As ABC News first reported in 2006, two former State Farm
employees, the Rigby sisters, came forward with accusations of
having witnessed an epidemic of fraud at the company’s offices in
Biloxi and Gulfport. According to the two, company supervisors
instructed staff to “bury” or modify damage reports to avoid
payouts.
Even worse, the claim which was the subject of the recent court
case had been hidden in a special file with a note reading "Put
in Wind File. DO NOT Pay Bill. DO NOT discuss."
The recent charges pertain to one single case, in which State Farm
reduced its liability by claiming that damage to a home was caused
by flooding rather than high winds. Evidence provided by the Rigsby
sisters proved that the company filed a false report in order to
avoid paying the homeowner instead of the federal government’s
National Flood Insurance Program (NFIP).
Now, a judge has ordered State Farm to reimburse the NFIP for a sum
of $250,000, and potentially more once additional damages are
determined. The Sun Herald has reported that, though the money
involved may not sound like much, it could set precedent that will
push along a longer list of potential liabilities.
The jury was also shown evidence that a State Farm flood claims
manager, Lecky King, believed that some policyholders were “so
desperate” that they would have said anything to receive a
payout.

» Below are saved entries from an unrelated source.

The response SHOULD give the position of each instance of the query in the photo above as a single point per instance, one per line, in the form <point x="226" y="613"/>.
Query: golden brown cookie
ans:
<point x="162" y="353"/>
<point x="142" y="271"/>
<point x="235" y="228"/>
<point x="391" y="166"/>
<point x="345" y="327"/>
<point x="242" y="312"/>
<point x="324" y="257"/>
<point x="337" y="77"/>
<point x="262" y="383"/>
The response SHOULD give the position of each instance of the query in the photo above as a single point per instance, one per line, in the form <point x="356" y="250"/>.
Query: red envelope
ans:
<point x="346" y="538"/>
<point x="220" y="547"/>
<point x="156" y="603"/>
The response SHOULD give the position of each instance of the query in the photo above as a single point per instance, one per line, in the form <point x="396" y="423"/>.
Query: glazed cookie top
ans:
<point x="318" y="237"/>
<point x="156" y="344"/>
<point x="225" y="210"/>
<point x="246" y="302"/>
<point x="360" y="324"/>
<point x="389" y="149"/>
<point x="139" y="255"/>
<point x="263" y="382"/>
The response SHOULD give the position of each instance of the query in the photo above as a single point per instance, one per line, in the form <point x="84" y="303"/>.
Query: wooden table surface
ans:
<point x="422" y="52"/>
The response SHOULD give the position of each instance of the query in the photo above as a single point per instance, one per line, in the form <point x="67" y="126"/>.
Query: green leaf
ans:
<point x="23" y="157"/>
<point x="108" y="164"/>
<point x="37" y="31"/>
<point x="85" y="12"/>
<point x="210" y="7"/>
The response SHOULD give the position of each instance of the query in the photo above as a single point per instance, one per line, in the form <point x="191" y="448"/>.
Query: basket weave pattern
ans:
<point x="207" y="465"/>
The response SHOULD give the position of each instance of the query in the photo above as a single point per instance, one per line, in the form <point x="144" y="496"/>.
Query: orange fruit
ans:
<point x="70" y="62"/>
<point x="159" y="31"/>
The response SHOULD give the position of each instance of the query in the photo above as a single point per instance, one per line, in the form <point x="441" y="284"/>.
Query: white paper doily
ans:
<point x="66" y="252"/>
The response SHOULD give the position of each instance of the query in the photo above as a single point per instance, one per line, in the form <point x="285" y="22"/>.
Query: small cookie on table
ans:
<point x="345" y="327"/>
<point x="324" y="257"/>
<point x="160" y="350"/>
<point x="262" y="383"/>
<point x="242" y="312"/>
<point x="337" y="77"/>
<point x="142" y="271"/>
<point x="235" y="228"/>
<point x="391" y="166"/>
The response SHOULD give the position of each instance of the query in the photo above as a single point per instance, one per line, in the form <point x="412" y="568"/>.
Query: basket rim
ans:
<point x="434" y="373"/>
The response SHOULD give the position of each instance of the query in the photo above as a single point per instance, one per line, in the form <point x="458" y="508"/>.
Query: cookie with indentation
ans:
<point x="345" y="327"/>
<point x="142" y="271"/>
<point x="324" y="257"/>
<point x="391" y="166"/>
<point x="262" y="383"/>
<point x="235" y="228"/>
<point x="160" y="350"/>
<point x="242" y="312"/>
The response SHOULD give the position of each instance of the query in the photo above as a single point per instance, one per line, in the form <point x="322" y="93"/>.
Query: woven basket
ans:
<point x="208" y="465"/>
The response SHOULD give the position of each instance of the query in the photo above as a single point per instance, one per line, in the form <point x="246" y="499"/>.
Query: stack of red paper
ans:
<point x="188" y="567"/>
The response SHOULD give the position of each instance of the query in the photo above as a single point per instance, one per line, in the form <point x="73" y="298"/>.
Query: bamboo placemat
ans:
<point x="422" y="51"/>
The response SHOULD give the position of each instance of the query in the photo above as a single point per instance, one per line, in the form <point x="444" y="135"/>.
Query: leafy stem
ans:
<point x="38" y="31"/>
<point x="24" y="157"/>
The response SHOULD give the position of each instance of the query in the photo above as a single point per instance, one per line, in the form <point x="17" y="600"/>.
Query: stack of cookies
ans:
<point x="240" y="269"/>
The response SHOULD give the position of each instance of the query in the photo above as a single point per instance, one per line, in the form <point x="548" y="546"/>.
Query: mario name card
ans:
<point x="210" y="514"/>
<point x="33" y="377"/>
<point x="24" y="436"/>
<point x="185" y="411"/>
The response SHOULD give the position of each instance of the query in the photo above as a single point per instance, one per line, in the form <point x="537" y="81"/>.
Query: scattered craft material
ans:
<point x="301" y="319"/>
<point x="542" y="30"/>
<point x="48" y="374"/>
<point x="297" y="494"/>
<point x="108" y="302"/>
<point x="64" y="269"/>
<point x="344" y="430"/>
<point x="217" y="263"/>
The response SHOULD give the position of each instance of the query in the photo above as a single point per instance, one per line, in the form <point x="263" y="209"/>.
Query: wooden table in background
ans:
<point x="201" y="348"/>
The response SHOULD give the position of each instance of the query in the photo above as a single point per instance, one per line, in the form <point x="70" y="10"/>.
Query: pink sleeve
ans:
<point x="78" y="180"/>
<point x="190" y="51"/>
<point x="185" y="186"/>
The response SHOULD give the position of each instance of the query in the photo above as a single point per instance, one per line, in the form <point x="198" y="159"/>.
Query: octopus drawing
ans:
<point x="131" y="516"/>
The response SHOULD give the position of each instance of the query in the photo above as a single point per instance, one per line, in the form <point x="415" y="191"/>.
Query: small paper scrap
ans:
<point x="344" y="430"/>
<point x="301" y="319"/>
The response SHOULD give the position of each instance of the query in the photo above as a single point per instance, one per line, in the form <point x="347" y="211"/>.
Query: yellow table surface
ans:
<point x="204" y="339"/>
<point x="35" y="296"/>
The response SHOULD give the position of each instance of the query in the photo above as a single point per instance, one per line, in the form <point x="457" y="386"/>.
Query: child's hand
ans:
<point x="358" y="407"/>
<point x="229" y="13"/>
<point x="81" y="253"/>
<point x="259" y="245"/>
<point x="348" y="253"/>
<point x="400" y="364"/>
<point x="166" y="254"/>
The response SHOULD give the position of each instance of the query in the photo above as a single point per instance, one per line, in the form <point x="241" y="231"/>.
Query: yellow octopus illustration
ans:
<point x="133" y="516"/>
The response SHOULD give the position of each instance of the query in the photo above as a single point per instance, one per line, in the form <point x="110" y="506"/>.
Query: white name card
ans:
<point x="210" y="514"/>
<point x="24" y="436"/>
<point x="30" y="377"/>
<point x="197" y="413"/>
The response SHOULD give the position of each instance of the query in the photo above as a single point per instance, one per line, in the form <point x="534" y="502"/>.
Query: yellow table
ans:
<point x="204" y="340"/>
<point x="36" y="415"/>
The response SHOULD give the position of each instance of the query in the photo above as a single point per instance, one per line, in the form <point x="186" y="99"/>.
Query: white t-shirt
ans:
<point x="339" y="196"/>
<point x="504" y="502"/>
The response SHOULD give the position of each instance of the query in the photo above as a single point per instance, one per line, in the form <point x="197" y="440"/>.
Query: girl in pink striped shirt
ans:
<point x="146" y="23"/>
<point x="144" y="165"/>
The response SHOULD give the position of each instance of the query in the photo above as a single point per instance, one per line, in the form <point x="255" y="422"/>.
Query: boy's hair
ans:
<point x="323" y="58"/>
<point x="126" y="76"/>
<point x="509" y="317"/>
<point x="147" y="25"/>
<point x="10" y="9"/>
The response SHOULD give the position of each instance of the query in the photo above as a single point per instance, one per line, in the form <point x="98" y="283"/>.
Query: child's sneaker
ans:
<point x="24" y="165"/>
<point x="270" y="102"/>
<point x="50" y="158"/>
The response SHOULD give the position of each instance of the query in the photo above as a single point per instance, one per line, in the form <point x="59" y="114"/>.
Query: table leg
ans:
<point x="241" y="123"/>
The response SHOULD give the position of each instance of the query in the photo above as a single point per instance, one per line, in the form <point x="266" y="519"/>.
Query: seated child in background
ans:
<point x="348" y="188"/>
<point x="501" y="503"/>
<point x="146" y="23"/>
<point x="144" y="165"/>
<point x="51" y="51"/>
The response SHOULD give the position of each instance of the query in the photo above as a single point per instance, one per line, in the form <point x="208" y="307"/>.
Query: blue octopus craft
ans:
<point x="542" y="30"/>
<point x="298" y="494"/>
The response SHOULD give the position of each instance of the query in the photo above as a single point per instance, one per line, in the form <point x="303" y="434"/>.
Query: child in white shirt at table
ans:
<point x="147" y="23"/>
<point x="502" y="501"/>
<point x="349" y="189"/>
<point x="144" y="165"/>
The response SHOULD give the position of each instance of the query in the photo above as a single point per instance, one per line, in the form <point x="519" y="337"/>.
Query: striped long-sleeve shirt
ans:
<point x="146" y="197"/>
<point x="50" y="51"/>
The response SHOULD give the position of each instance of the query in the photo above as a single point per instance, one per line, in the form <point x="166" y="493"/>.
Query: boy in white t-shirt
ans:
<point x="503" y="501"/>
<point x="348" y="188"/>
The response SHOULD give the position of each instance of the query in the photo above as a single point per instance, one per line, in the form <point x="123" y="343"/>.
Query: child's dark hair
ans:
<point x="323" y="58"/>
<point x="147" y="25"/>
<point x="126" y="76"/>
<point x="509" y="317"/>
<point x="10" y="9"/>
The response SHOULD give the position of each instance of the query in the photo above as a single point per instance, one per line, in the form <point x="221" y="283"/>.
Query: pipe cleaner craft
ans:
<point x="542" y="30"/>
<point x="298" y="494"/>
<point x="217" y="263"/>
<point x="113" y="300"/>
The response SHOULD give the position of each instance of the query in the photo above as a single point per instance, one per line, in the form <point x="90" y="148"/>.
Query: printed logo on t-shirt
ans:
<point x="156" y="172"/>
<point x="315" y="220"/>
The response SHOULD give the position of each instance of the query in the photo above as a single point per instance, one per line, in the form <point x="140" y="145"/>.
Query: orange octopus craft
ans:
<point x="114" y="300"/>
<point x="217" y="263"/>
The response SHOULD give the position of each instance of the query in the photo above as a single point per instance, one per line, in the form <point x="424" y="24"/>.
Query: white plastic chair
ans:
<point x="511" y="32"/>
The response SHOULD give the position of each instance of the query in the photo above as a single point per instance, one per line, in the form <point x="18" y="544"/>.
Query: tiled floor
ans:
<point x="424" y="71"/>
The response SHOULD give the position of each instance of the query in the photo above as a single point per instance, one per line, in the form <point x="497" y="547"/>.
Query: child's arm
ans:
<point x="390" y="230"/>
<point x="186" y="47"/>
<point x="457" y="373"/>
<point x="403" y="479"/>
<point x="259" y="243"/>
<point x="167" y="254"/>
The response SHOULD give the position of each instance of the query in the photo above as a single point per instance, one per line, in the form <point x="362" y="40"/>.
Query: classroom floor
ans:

For their part, the Rigsbys were able to prove that the
insurance company considered Katrina “a water storm,” and
trained its adjusters to enforce that view by influencing
engineering companies and their damage assessments.
Still, considering the widespread damages and the complexities of
the insurance liabilities involved, which can vary depending on
policies, proving further instances of fraud may not be easy.
During this latest case, the jury was presented with evidence of
other nearby homes that, though they were totaled during Hurricane
Katrina, were literally blown away before waters rose.
Hurricane Katrina proved to be the costliest single natural
disaster in US history, killing 238 and causing billions in damage
within the state of Mississippi alone. Following landfall,
officials estimated that some 90% of structures along the state’s
coastline had been leveled by the storm, with a recorded water
surge that was the highest in the history of the US.
Insurance companies faced massive losses following Katrina, which
the Insurance Information Institute reports as the costliest
disaster in the industry’s history. A total of $41.1 billion was
distributed amongst 1.7 million claims, with the state of
Mississippi accounting for one third of losses.